Storie simili si incontrano in Sicilia dove di una giovane imprenditrice del vino scrive il New York Times come una “Natural Woman” in grado di far apprezzare la qualità del suo prodotto in tutto il mondo.
E dovremmo imparare dai ragazzi pugiesi che prendono uno spazio in disuso e lo trasformano in fablab, utilizzando al meglio una politica regionale intelligente, e riuscendo a chiamare a raccolta imprese e associazioni mettendo su un cantiere di autocostruzione per creare un nuovo spazio pubblico per l’aggregazione, la creatività e l’innovazione sociale, in grado di fare welfare e creare lavoro. Sembra incredibile, ma non lo è se si pensa che in questo Meridione la sharing economy esiste da secoli e il Mediterraneo è stato da sempre un network sociale fra culture e tradizioni differenti.
Solo così potremo darci un programma che non sia la copia di mille tentativi calati dall’alto e puntualmente inefficaci e solo così potremo dotarci di una strategia credibile per utilizzare al meglio i Fondi Europei, intentendoli come grande opportunità per finanziare una riconversione produttiva e sociale sulla base di una visione meridiana.

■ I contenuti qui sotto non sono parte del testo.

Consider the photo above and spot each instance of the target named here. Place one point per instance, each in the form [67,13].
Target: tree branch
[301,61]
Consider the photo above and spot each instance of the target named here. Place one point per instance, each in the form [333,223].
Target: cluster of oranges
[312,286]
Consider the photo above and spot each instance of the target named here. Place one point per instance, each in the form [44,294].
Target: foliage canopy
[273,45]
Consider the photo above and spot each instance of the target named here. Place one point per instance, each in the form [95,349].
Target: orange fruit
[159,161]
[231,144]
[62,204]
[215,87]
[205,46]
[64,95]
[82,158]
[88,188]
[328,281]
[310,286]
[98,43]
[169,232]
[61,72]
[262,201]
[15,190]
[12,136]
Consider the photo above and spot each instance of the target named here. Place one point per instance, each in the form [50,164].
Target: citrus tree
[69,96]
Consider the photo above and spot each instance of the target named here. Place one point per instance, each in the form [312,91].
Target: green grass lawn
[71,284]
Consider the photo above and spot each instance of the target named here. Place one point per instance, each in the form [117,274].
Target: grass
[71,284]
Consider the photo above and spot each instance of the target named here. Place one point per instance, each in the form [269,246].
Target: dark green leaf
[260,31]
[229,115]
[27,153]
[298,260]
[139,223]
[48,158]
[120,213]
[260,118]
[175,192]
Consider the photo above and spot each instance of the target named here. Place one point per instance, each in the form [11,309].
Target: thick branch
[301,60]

E proporremo di costituire una Scuola per la corretta gestione dei fondi rivolta agli amministratori, ai dirigenti pubblici, agli imprenditori e ai giovani che intendono avviare progetti nei loro territori. Una Scuola che insegni i criteri e le tecniche di gestione dei progetti, che dissemini le competenze per saper condurre valutazioni affidabili degli impatti di ciò che finanziamo, perché non solo è assurdo non saper impiegare i fondi in un paese con un enorme fabbisogno di investimento, ma è improponibile adottare come indicatore di successo la quantità di soldi impiegati e non gli effetti reali di quegli impieghi.
La nostra idea è di un riscatto Possibile per un Sud che sappia essere antifragile puntando su un suo peculiare modello di sviluppo perché non ha senso e non è realmente efficace importare modelli da altri contesti, ma abbiamo l’urgenza di identificare una via Mediterannea.
Ed è per questo che con Pippo Civati combattiamo contro quel modello assurdo delle trivellazioni, del consumo del territorio e delle risorse che non sa fornire nessuna prospettiva se non ripetere e conservare impostazioni superate dalla storia. Offriamo con questo spirito l’opportunità dei referendum a tutti coloro che vorranno sostenerli, perché abbiamo nelle nostre menti e nelle nostre intenzioni un nuovo mondo e un nuovo Sud che sappia essere innovativo perché ricchissimo di saperi antichi.